How can I manage my memory issue - c#

I am using ObservableCollection to store information on my CPU Usage and transferring this information to a line chart. the information is updated every second. It is working fine but I realize that this is going to jam up my memory overtime cos it just keeps adding information to the list.
What is the norm in this situation? Do you reset the list after every minute? I feel that would mess up how the chart looks every time it resets. Please advice how I could manage this memory issue swiftly. Thanks.
ObservableCollection<KeyValuePair<double, double>> chart1 = new ObservableCollection<KeyValuePair<double, double>>();
chart1.Add(new KeyValuePair<double, double>(DateTime.now, getCurrentCpuUsage()));

What exactly you should do depends on your requirements.
If you only need to retain a certain amount of data (e.g. 10 minutes or whatever), a bounded queue may be more appropriate than an ObservableCollection.
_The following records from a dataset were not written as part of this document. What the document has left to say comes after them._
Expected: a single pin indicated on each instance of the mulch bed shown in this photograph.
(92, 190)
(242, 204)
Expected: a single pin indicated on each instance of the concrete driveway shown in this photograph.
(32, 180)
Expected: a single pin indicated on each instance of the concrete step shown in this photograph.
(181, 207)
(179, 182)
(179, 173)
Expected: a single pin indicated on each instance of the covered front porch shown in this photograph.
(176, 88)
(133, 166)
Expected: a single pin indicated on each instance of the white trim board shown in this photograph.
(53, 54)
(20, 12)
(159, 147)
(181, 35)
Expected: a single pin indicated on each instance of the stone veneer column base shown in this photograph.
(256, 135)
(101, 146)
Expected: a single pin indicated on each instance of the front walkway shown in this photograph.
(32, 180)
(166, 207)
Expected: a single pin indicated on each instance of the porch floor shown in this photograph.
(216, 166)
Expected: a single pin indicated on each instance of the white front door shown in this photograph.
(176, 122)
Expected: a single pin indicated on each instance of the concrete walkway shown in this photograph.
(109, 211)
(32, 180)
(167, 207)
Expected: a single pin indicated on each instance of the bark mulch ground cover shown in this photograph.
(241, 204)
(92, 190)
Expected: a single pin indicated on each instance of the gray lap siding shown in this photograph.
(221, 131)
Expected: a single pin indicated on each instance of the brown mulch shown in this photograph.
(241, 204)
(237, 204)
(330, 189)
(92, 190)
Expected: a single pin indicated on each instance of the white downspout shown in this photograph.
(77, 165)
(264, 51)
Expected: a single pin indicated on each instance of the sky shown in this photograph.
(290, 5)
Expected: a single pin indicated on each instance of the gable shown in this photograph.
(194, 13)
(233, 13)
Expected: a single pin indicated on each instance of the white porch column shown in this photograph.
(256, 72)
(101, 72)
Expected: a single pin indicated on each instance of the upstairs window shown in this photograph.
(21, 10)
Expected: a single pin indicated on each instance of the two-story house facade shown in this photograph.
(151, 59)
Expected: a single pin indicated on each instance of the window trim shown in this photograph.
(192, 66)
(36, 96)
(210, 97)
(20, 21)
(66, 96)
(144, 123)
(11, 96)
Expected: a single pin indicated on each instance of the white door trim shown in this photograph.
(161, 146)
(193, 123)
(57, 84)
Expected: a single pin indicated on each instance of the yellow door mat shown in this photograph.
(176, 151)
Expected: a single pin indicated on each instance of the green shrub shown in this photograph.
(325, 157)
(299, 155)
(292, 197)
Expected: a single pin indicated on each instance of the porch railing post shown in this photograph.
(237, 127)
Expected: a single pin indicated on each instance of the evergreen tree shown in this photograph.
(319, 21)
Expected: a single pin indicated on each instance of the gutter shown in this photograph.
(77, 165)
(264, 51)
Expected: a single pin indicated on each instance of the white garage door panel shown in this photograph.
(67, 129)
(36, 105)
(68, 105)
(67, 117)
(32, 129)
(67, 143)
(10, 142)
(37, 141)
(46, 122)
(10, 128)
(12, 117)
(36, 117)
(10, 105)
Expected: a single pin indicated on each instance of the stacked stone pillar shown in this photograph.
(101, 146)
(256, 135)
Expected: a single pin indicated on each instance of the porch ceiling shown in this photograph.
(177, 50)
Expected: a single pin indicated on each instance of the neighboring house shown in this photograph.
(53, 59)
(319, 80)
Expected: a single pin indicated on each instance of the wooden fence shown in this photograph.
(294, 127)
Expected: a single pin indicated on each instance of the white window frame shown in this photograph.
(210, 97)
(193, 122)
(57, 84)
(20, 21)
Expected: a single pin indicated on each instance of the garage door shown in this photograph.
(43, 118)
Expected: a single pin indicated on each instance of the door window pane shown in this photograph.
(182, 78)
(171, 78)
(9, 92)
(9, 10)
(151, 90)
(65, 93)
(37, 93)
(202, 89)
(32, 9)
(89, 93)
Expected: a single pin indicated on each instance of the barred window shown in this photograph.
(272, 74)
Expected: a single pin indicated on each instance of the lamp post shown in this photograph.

That way, events that are "too old" automatically fall out of the data structure, allowing you to cap memory usage.
If you still want to be able to access older data in the future, you could write the data coming out of the end of the queue to a file or database instead of just dropping it.
For one implementation of a bounded queue see
Limit size of Queue<T> in .NET?
Since you may need an observable bounded queue, here are some notes on how to implement one (fairly straightforward)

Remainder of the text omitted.